第2話

 

「ユキエちゃんて言うの。ユキエちゃん、和弥よ」


 ヒロシが紹介した。


「ユキエちゃん、よろしく。一条和弥いちじょうかずやです」


 名刺入れから一枚抜くと、由紀恵に手渡した。


「……どうも、初めますて」


 名刺を受け取った由紀恵が会釈した。和弥がヒロシを見ると、由紀恵の訛りについての問い合わせに回答する目配せがあった。


「……初めて?」


 和弥は長いタバコを一本抜くと、カルティエのライターを出した。


「こったどご来だごどねもの」


「これをきっかけによろしく」


 ヒロシがブランデーを注いだグラスを由紀恵のグラスにカチッと当てた。


「和弥、こっちに来てよ!」


 佐代子が怒ったように言った。


「ヒロシと楽しんでて。すぐ戻るから」


 和弥はタバコを揉み消すと席を立った。


「あ、この曲いいじゃない。踊ろ」


 ステージのバンドがラテンのリズムを演奏すると、ヒロシが由紀恵を誘った。


「踊れねって」


「おらが教えるってば」


 由紀恵の手を引っ張ると、ステージに導いた。


 ヒロシに指導されながら、由紀恵は誰も踊っていないステージで恥ずかしそうにステップを真似た。


 和弥は、金蔓かねづるになりそうなステージの由紀恵を虎の目で狙っていた。


 ヒロシに連れられてステージから戻った由紀恵を、今度は和弥がチークダンスに誘った。躊躇ちゅうちょする由紀恵の手を引くと、ステージのど真ん中に連れていった。


 由紀恵は初めてのチークダンスに、和弥の足を踏んでしまった。


「あっ、かにな」


「気にしなくていいよ。それより、今度は一人でおいで。安くしてあげるから」


 癖毛の由紀恵の髪に触れると、耳元に囁いた。


「……ええ」


 由紀恵は恥じらうように言葉を漏らした。


 相手にされない佐代子は、悔しそうな顔で二人を睨み付けていた。


 ……なんのために由紀恵を連れてきたのよ。私の美を引き立たせるためでしょ。これじゃ、逆じゃない。なんであんなブスがちやほやされるのよ!


 佐代子の顔はまるで、そんな不平を言っているかのようだった。


 満席になった頃、ほったらかしにされた佐代子は酒を浴び、かなり酔っていた。やがて、気が大きくなった佐代子は和弥を呼びつけた。

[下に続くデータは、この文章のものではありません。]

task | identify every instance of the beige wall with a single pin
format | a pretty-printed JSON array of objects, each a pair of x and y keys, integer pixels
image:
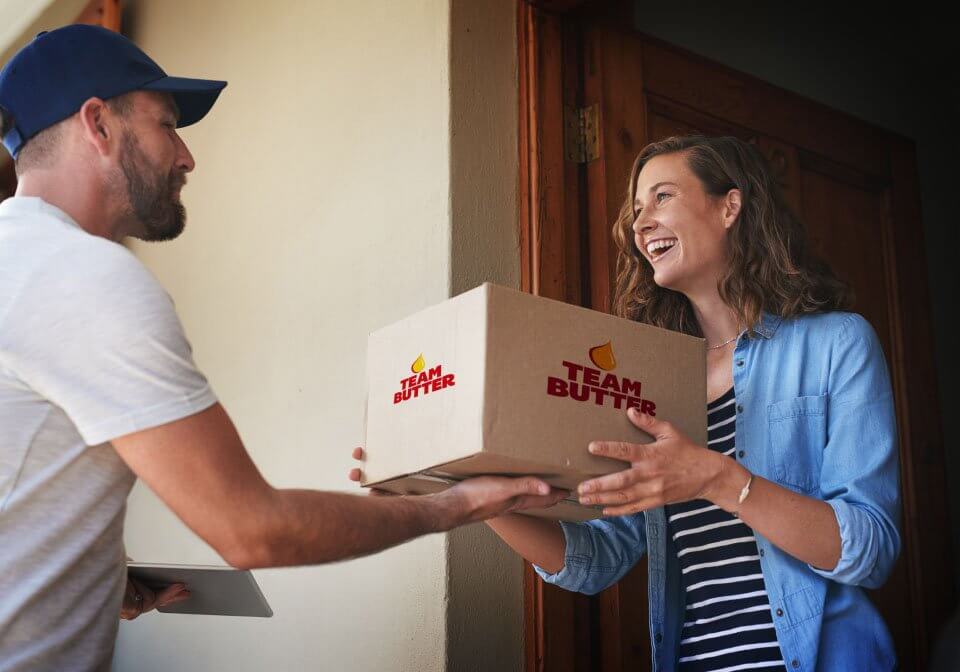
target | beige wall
[{"x": 360, "y": 165}]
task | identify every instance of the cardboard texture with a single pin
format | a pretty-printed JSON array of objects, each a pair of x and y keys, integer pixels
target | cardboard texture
[{"x": 500, "y": 382}]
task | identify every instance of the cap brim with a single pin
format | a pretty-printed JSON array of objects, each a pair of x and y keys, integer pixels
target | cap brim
[{"x": 194, "y": 97}]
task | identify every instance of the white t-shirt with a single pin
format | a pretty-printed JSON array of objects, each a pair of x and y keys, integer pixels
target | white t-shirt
[{"x": 90, "y": 349}]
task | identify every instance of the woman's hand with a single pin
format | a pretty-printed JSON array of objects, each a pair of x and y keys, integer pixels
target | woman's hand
[
  {"x": 671, "y": 469},
  {"x": 356, "y": 475},
  {"x": 139, "y": 599}
]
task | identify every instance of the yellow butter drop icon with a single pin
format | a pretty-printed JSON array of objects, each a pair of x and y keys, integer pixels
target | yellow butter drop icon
[
  {"x": 602, "y": 356},
  {"x": 418, "y": 364}
]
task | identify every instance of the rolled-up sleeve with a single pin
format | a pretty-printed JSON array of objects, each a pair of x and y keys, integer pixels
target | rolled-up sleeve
[
  {"x": 860, "y": 472},
  {"x": 598, "y": 553}
]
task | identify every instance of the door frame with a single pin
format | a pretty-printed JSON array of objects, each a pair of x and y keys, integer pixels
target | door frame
[{"x": 562, "y": 630}]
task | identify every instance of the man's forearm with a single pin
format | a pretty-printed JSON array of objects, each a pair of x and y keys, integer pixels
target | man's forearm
[{"x": 304, "y": 527}]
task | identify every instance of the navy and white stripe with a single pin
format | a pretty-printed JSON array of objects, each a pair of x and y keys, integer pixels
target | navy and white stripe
[{"x": 727, "y": 624}]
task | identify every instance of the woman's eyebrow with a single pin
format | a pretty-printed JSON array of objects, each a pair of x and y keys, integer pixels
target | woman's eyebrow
[{"x": 654, "y": 188}]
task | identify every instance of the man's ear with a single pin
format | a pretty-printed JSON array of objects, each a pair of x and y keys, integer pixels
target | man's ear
[
  {"x": 731, "y": 207},
  {"x": 6, "y": 122},
  {"x": 99, "y": 125}
]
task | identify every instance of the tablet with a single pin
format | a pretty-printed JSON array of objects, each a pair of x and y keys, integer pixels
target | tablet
[{"x": 217, "y": 591}]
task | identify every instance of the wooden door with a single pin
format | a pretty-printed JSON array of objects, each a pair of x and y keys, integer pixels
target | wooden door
[{"x": 853, "y": 185}]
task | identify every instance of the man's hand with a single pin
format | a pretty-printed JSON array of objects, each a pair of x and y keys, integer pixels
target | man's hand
[
  {"x": 139, "y": 599},
  {"x": 481, "y": 498},
  {"x": 484, "y": 497}
]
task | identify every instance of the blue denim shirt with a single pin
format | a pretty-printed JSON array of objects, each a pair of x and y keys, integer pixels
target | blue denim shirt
[{"x": 815, "y": 415}]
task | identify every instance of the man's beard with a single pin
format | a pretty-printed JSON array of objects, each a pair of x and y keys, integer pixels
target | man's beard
[{"x": 156, "y": 213}]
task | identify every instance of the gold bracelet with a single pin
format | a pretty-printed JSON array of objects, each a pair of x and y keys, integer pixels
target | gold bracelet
[{"x": 746, "y": 490}]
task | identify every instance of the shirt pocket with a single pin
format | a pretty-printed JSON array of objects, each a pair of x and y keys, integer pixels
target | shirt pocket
[{"x": 798, "y": 434}]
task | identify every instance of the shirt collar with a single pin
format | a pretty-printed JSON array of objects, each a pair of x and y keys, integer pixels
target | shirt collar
[{"x": 32, "y": 205}]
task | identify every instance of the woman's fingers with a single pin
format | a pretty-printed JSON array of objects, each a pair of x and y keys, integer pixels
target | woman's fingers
[
  {"x": 658, "y": 429},
  {"x": 356, "y": 474},
  {"x": 633, "y": 507},
  {"x": 625, "y": 496},
  {"x": 618, "y": 450},
  {"x": 615, "y": 481}
]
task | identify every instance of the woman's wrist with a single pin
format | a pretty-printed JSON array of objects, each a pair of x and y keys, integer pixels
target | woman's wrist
[{"x": 727, "y": 484}]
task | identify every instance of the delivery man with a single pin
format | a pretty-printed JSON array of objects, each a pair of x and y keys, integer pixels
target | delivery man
[{"x": 97, "y": 382}]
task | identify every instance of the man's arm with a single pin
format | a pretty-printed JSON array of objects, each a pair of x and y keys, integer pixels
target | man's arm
[{"x": 200, "y": 469}]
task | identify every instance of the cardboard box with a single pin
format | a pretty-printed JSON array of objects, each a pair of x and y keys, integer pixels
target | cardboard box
[{"x": 496, "y": 381}]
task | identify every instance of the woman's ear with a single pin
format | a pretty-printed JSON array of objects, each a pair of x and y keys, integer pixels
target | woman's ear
[{"x": 731, "y": 207}]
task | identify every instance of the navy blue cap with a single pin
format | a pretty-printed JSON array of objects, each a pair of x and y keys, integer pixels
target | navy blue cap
[{"x": 50, "y": 79}]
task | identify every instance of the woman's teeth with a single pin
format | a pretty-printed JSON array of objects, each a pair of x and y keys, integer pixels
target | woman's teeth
[{"x": 657, "y": 248}]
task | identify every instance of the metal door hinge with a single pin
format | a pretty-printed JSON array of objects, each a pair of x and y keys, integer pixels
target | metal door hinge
[{"x": 581, "y": 133}]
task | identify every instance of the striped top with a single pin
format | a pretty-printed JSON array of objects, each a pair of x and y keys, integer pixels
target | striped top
[{"x": 727, "y": 624}]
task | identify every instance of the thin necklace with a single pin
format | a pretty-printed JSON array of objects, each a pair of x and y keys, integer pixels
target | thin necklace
[{"x": 720, "y": 345}]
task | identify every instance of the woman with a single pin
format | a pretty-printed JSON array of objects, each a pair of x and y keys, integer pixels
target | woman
[{"x": 761, "y": 542}]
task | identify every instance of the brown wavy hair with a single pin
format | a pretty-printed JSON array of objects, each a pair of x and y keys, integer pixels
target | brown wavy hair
[{"x": 771, "y": 266}]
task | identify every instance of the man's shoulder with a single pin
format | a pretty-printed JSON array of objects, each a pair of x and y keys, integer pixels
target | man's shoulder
[{"x": 76, "y": 257}]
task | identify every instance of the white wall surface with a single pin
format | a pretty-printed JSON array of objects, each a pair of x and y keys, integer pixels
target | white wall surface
[{"x": 319, "y": 210}]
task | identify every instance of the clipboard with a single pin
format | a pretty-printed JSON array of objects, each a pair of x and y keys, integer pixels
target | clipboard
[{"x": 215, "y": 591}]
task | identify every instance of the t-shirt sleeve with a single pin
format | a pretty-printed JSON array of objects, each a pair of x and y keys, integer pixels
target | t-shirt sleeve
[{"x": 93, "y": 332}]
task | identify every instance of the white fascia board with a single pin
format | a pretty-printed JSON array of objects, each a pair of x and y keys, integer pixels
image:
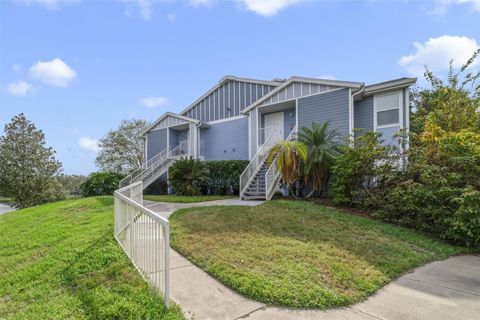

「何よ、開店から居るのに座ったのはちょっとじゃない。それに、あんなブスと踊って!」


「いい加減にしろよ。客はあんただけじゃないんだ!」


 和弥が眉間に皺を寄せて怒鳴った。


「……ワァーッ」


 佐代子は突然泣き出すと、逃げるように店を出ていった。慌てて、孝子と美那が後を追った。


 由紀恵もショルダーバッグを手にすると、席を立った。


「ほっときな。呑むといつもああなんだから」


 横に座った和弥が引き止めた。


「……すたばって、割り勘だど思って、あんまりじぇんこねはんで」


 四人分の飲み代を払わされるのかと思った由紀恵が勘定を気にした。


 ……こういう、金に細かい女ほど金を貯めてるもんだ。


 それは、和弥の経験上の統計だった。


「大丈夫だよ、いつも“ツケ”だから。佐代子には自分が呑んだ分だけ払えば」


 安心したのか、由紀恵が笑顔を見せた。


「初めて来て、どうだった?」


 由紀恵の肩にそっと手を置いた。


「……楽すかった」


「これからもっと楽しいことを教えてあげるから」


 意味深な言葉を由紀恵の耳元に囁いた。


「……」


 由紀恵は頬を紅潮させると俯いた。




 帰途、遅くまでやっているスーパーに寄った。


 ……今日は酔ってるから風呂は明日にしよう。


 由紀恵は高校を卒業すると、得意だった珠算と簿記の資格を取得して上京した。求人があった西新宿の設備会社に就職すると、珠算と簿記の資格を買われて経理を任された。容貌や標準語が求められる受付や電話応対と違って、経理は計算間違いをしないようにひたすら算盤を弾いていればいい。顔と訛りにコンプレックスがあった由紀恵にはぴったりの仕事だった。


 上京してから、この風呂なしのアパートで三度の更新をした。由紀恵の趣味は貯金。お洒落もせず、映画も観ず、休日はもっぱら掃除と洗濯。唯一の楽しみはテレビを観ることぐらいという、実に絵に描いたような地味の典型だった。


 いつものように家計簿に収支を記載する。


「……タクスー代勿体ながったな 」


 と、独り言を呟いた。


 …… 後は飲み代幾らになるがだ。……ばって、和弥さ会えだはんで、少すぐらい高ぐでもいや 。


 由紀恵は使い古したバッグから和弥に貰った名刺を取り出すと、〈一条和弥〉の活字をつくづくと眺めた。


 ……上京すて六年。今日みでぐ楽すかったごどは一度どすてながった。いや、生まぃでこの方初めでの体験だ。


 と、由紀恵はしみじみと思った。


 何年経っても訛りの抜けない由紀恵は、嘲笑の対象にされるだけで、友達もできず、いつも一人ぼっちだった。そんな時、和弥に出会った。由紀恵にとってそれは、生まれて初めての“ビッグイベント”だった。